The clock is running down on Bluewater Wind’s search for a buyer.

NRG Energy, the offshore wind developer’s owner, has until Tuesday to find a buyer for Bluewater.

That’s the deadline for the company to forfeit a $4 million security deposit to Delmarva Power or terminate its 25-year contract for offshore wind power.

NRG reported two weeks ago its intention to terminate the contract if a buyer does not come forward because of problems gaining financing for the project, with long-term government subsidies uncertain.

NRG originally reported the deadline was Dec. 23, but last week NRG spokesman David Gaier said Delmarva clarified that the deadline for giving notice of termination was Dec. 27.

“NRG continues its discussions with potential buyers and investors,” Gaier said Wednesday, the last update the company provided.

Bluewater has been planning to build between 49 large turbines and 150 smaller ones 13 miles off the coast of Delaware.

The power purchase agreement, for up to 200 megawatts of power at any given time, was signed in summer 2008.

The contract had Delaware officials dreaming of being the center of an offshore wind industry, including turbine suppliers. Even Rep. John Carney, D-Del., who was then between government roles, participated in a company that proposed building steel towers for the Bluewater project’s turbines.

“We certainly would hope they would find a buyer,” said Gene Bailey, executive director of the Port of Wilmington, which could gain a turbine assembly facility if the wind project is built.

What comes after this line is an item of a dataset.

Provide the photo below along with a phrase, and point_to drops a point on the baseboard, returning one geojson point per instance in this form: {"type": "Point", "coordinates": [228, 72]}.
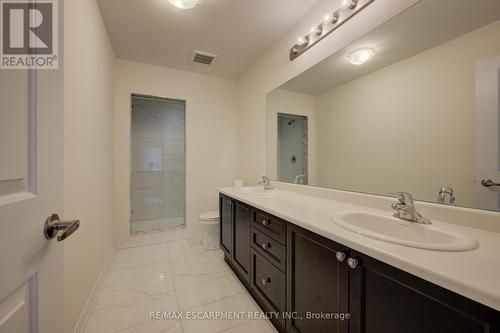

Bluewater had pledged to make Delaware the hub of its mid-Atlantic operations if the Delmarva deal was signed.

“It would be good for the state if we could move this project forward, but we fully understand the difficulty they’re going through,” Bailey said Sunday night.

Alan Levin, the state economic development director, said Bluewater represents “a lot of missed opportunities,” from jobs to technological advances and energy independence.

Levin said a lot of people worked hard to create the wind farm, which he called a “proven technology.”

But the federal government didn’t make a concerted enough effort to support offshore wind, he said.

“If they wanted to have made this happen, they could have made this happen,” Levin said.

NRG has reported that if a buyer is not found, it would eliminate the six Bluewater jobs, including President Peter Mandelstam.

But, though dormant, it would remain NRG’s offshore wind division. Company officials said they could pursue offshore wind again in the future if market conditions improve, although they would no longer have the contract.

If awarded a lease by the federal Interior Department, NRG would hold on to it as an asset, to use or sell at a later date, company officials said.

Bluewater would get the $4 million security deposit back, plus the $2 million it has already given, if the wind farm is built.